The graph in Figure 10.10 shows the variation of the resistance of a typical LDR with light intensity. Only a narrow range of light intensity, measured in lux, is shown. A typical LDR will have a resistance of a few hundred ohms in sunlight, but in the dark its resistance will be millions of ohms.

Understanding the origin of resistance

To understand a little more about the origins of resistance, it is helpful to look at how the resistance of a pure metal wire changes as its temperature is increased. This is shown in the graph in Figure 10.11. You will see that the resistance of the pure metal increases linearly as the temperature increases from ${0^ \circ }\,C$ to ${100^ \circ }\,C$. Compare this with the graph in Figure 10.9 for an NTC thermistor; the thermistor’s resistance decreases very dramatically over a narrow temperature range.

Figure 10.11 also shows how the resistance of the metal changes if it is slightly impure. The resistance of an impure metal is greater than that of the pure metal and follows the same gradual upward slope. The resistance of a metal changes in this gradual way over a wide range of temperatures–from close to absolute zero up to its melting point, which may be over ${2000^ \circ }\,C$.
This suggests there are two factors that affect the resistance of a metal:  
- the temperature
- the presence of impurities.
Figure 10.12 shows a simple model that explains what happens in a metal when electrons flow through it.
In a metal, a current is due to the movement of free electrons. At low temperatures, they can move easily past the positive ions (Figure 10.12a). However, as the temperature is raised, the ions vibrate with larger amplitudes. The electrons collide more frequently with the vibrating ions, and this decreases their mean drift velocity. They lose energy to the vibrating ions (Figure 10.12b).
If the metal contains impurities, some of the atoms will be of different sizes (Figure 10.12c). Again, this disrupts the free flow of electrons. In colliding with impurity atoms, the electrons lose energy to the vibrating atoms.
You can see that electrons tend to lose energy when they collide with vibrating ions or impurity atoms.
They give up energy to the metal, so it gets hotter. The resistance of the metal increases with the temperature of the wire because of the decrease in the mean drift velocity of the electrons.
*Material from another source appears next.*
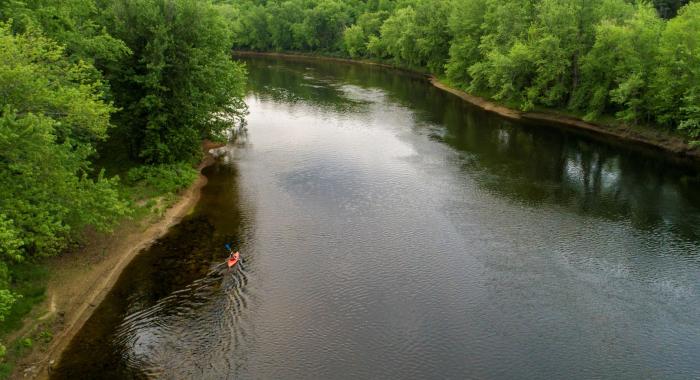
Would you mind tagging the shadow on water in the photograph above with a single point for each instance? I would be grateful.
(179, 278)
(526, 163)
Figure 10.12: A model of the origins of resistance in a metal. a: At low temperatures, electrons flow relatively freely. b: At higher temperatures, the electrons are obstructed by the vibrating ions and they make very frequent collisions with the ions. c: Impurity atoms can also obstruct the free flow of electrons.
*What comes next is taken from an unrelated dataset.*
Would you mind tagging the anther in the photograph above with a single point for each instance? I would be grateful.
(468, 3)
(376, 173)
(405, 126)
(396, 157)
Conduction in semiconductors is different. At low temperatures, there are few delocalised, or free, electrons. For conduction to occur, electrons must have sufficient energy to free themselves from the atom they are bound to. As the temperature increases, a few electrons gain enough energy to break free of their atoms to become conduction electrons. The number of conduction electrons thus increases and so the material becomes a better conductor. At the same time, there are more electron–ion collisions, but this effect is small compared with the increase in the number of conduction electrons.